Ma da dove nasce il legame tra l’anziana figura dell’Epifania e il felino più discusso dell’immaginario collettivo? Non si tratta di una sola storia, né di un mito codificato. È piuttosto una leggenda diffusa in più versioni, tramandata oralmente nel tempo, che prova a spiegare perché proprio il gatto nero sia entrato nel racconto della Befana e della notte in cui tutto cambia.
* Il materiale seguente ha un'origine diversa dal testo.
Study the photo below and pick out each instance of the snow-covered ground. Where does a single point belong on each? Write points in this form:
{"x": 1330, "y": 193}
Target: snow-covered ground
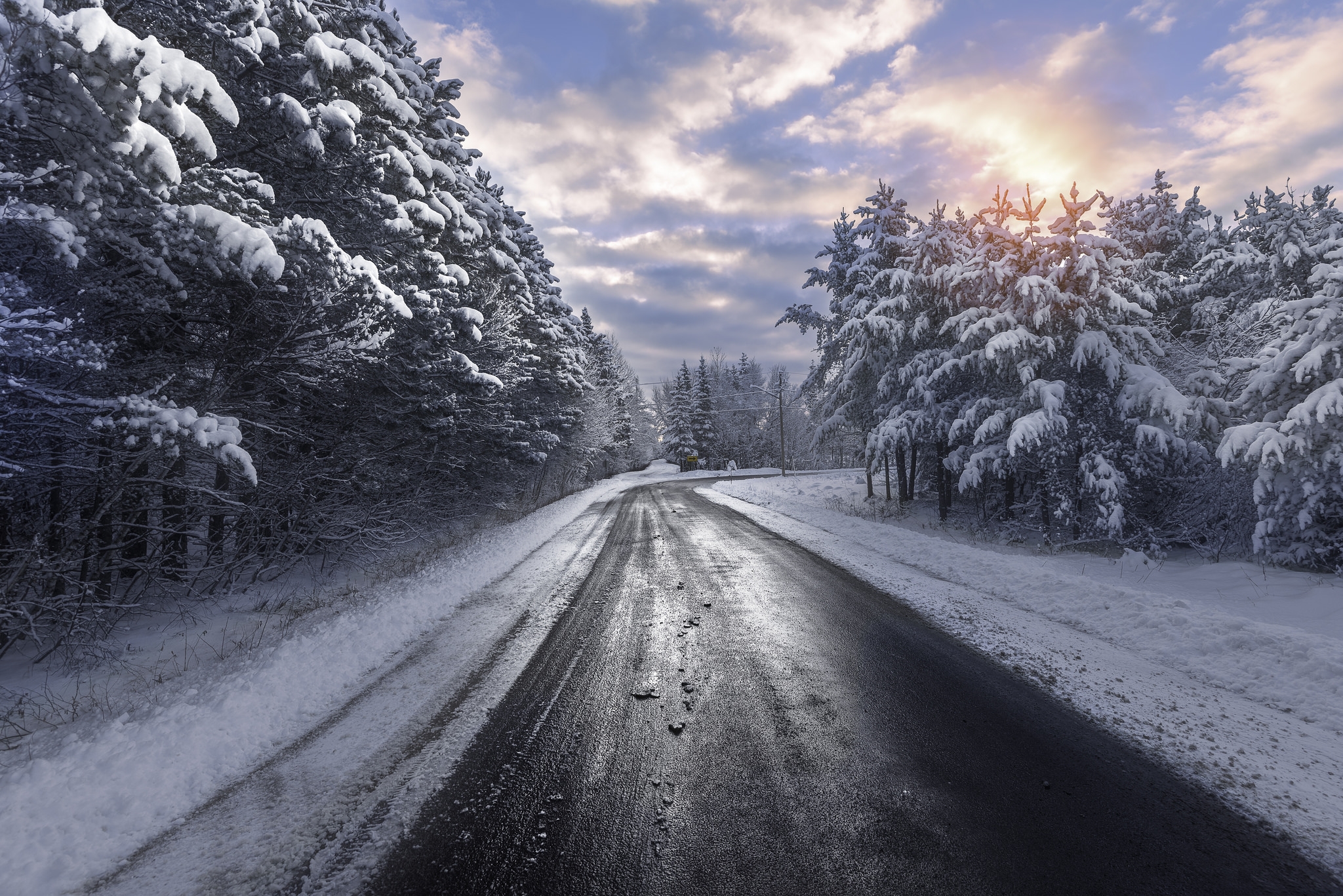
{"x": 1229, "y": 672}
{"x": 79, "y": 797}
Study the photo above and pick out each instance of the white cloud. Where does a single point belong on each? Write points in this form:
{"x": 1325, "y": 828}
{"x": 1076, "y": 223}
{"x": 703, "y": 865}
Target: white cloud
{"x": 1283, "y": 119}
{"x": 1158, "y": 15}
{"x": 904, "y": 61}
{"x": 1076, "y": 51}
{"x": 799, "y": 43}
{"x": 976, "y": 132}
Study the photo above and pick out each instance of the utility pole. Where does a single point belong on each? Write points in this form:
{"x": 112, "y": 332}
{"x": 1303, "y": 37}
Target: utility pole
{"x": 784, "y": 457}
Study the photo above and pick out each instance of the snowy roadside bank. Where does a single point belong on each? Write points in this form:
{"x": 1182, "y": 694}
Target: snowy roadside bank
{"x": 81, "y": 797}
{"x": 1251, "y": 710}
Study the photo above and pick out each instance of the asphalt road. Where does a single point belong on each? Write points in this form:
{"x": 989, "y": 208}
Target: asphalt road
{"x": 807, "y": 734}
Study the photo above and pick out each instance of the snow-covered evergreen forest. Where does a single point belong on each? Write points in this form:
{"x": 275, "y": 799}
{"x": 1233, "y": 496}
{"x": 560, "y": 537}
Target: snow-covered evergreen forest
{"x": 1134, "y": 371}
{"x": 260, "y": 302}
{"x": 724, "y": 410}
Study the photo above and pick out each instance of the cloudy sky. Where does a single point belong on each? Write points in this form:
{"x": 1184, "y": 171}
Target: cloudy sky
{"x": 683, "y": 160}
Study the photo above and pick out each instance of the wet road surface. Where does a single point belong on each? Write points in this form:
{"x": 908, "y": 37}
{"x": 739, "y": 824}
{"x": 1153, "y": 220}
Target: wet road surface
{"x": 719, "y": 711}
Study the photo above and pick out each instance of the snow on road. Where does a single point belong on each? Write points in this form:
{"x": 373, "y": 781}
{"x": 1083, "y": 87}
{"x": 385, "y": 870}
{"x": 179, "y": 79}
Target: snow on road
{"x": 77, "y": 800}
{"x": 1247, "y": 700}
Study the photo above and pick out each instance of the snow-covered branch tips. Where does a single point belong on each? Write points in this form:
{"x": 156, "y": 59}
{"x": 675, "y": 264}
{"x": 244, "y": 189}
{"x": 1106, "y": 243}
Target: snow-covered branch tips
{"x": 1134, "y": 370}
{"x": 258, "y": 299}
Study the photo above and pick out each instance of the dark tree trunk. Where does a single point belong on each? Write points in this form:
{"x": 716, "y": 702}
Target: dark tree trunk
{"x": 913, "y": 472}
{"x": 216, "y": 520}
{"x": 943, "y": 481}
{"x": 175, "y": 520}
{"x": 902, "y": 475}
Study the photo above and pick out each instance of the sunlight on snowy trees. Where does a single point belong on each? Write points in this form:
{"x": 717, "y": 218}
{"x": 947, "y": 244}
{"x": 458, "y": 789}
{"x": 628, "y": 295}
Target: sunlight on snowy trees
{"x": 260, "y": 302}
{"x": 1119, "y": 371}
La Befana e il gatto che la accompagnava
Secondo una delle versioni più note della leggenda, la Befana non viaggiava mai da sola. Al suo fianco c’era un gatto tigrato, curioso e attento, affascinato dal mondo degli umani che osservava dall’alto durante i voli notturni. Quella curiosità, nella notte dell’Epifania, si sarebbe spinta un po’ troppo oltre. Mentre la Befana distribuiva i doni a cavallo della sua scopa, il gatto provocò la caduta di uno dei regali destinati a un bambino. Un incidente che costrinse la Befana a fermarsi e a riflettere.